High-performance quantitative finance feature engineering library
Project description
ml4t-engineer
High-performance feature engineering for financial machine learning.
ml4t-engineer provides 107+ technical indicators, triple-barrier labeling, and alternative bar sampling with a Polars-first implementation that's 10-100x faster than pandas alternatives.
Features
- 107+ Technical Indicators: Momentum, trend, volatility, volume, and more
- TA-Lib Validated: 59 indicators validated against TA-Lib at 1e-6 tolerance
- Triple-Barrier Labeling: AFML-compliant labeling with ATR-based barriers
- Alternative Bars: Volume, dollar, tick, and imbalance bars
- Microstructure Metrics: Kyle's Lambda, VPIN, Amihud, Roll spread
- ML-Specific Features: Fractional differencing, entropy, Hurst exponent
- Polars-First: 10-100x faster than pandas, ~0.8x TA-Lib C speed
- Type-Safe: Type hints throughout
Installation
pip install ml4t-engineer
With optional dependencies:
pip install ml4t-engineer[talib] # TA-Lib backend
pip install ml4t-engineer[numba] # Numba acceleration
pip install ml4t-engineer[all] # All optional dependencies
Quick Start
import polars as pl
from ml4t.engineer import compute_features, list_features
# See available features
print(list_features("momentum")) # RSI, MACD, Stochastic, etc.
# Load OHLCV data
df = pl.read_parquet("ohlcv.parquet")
# Compute features with default parameters
result = compute_features(df, ["rsi", "macd", "atr", "obv"])

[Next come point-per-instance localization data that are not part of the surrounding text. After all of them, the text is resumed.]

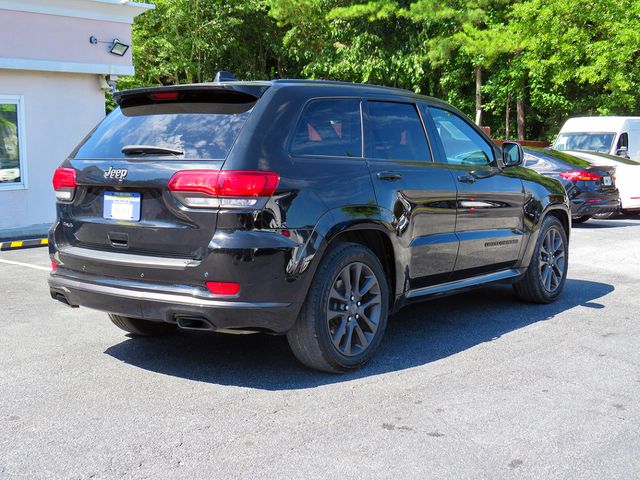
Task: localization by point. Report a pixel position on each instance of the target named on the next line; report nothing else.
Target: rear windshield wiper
(149, 150)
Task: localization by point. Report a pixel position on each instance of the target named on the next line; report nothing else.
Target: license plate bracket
(122, 206)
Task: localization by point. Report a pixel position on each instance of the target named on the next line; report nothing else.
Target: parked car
(627, 179)
(618, 136)
(305, 208)
(591, 188)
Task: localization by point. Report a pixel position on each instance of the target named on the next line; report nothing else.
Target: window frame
(18, 100)
(301, 112)
(405, 101)
(441, 151)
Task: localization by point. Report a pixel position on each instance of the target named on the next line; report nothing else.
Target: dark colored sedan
(591, 188)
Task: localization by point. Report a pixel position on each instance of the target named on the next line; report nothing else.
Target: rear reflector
(223, 288)
(581, 175)
(238, 188)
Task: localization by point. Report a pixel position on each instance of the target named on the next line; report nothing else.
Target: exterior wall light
(117, 47)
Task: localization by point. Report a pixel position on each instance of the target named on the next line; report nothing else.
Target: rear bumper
(168, 303)
(594, 206)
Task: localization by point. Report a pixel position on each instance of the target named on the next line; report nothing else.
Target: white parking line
(37, 267)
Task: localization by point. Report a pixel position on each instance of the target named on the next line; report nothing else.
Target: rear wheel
(138, 326)
(547, 272)
(344, 316)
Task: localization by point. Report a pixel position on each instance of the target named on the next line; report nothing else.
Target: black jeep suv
(306, 208)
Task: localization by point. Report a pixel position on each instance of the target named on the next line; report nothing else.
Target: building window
(13, 171)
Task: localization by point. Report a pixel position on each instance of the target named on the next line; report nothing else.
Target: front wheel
(344, 316)
(138, 326)
(545, 278)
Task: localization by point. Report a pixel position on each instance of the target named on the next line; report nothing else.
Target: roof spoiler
(238, 92)
(224, 76)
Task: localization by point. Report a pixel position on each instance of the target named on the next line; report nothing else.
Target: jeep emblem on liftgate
(117, 173)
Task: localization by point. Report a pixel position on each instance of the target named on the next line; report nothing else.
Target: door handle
(466, 178)
(387, 175)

# Or with custom parameters
result = compute_features(df, [
{"name": "rsi", "params": {"period": 20}},
{"name": "sma", "params": {"period": 50}},
{"name": "bollinger_bands", "params": {"period": 20, "std_dev": 2.0}},
])
Feature Categories
| Category | Count | Examples |
|---|---|---|
| Momentum | 31 | RSI, MACD, Stochastic, CCI, ADX, MFI |
| Trend | 10 | SMA, EMA, WMA, DEMA, TEMA, KAMA |
| Volatility | 15 | ATR, Bollinger, Yang-Zhang, GARCH |
| Volume | 3 | OBV, AD, ADOSC |
| Statistics | 8 | Variance, Linear Regression, Correlation |
| Math | 3 | MAX, MIN, SUM |
| Price Transform | 5 | Typical Price, Weighted Close |
| Microstructure | 12 | Kyle Lambda, VPIN, Amihud, Roll |
| ML | 11 | Fractional Diff, Entropy, Hurst |
Triple-Barrier Labeling
from ml4t.engineer.labeling import triple_barrier_labels, atr_barriers
# Fixed barriers
labels = triple_barrier_labels(
df,
upper_barrier=0.02, # 2% profit target
lower_barrier=0.01, # 1% stop loss
max_holding=20, # 20 bar horizon
)
# Dynamic ATR-based barriers
labels = atr_barriers(
df,
atr_period=14,
upper_multiplier=2.0, # 2x ATR profit target
lower_multiplier=1.0, # 1x ATR stop loss
max_holding=20,
)
Alternative Bar Sampling
from ml4t.engineer.bars import volume_bars, dollar_bars, tick_imbalance_bars
# Volume bars (equal volume per bar)
vbars = volume_bars(tick_data, volume_threshold=1000)
# Dollar bars (equal dollar volume per bar)
dbars = dollar_bars(tick_data, dollar_threshold=1_000_000)
# Tick imbalance bars (information-driven)
ibars = tick_imbalance_bars(tick_data, expected_imbalance=100)
Preprocessing
from ml4t.engineer import Preprocessor, StandardScaler, RobustScaler
# Leakage-safe preprocessing
preprocessor = Preprocessor([
StandardScaler(),
])
# Fit on train only, transform both
X_train_scaled = preprocessor.fit_transform(X_train)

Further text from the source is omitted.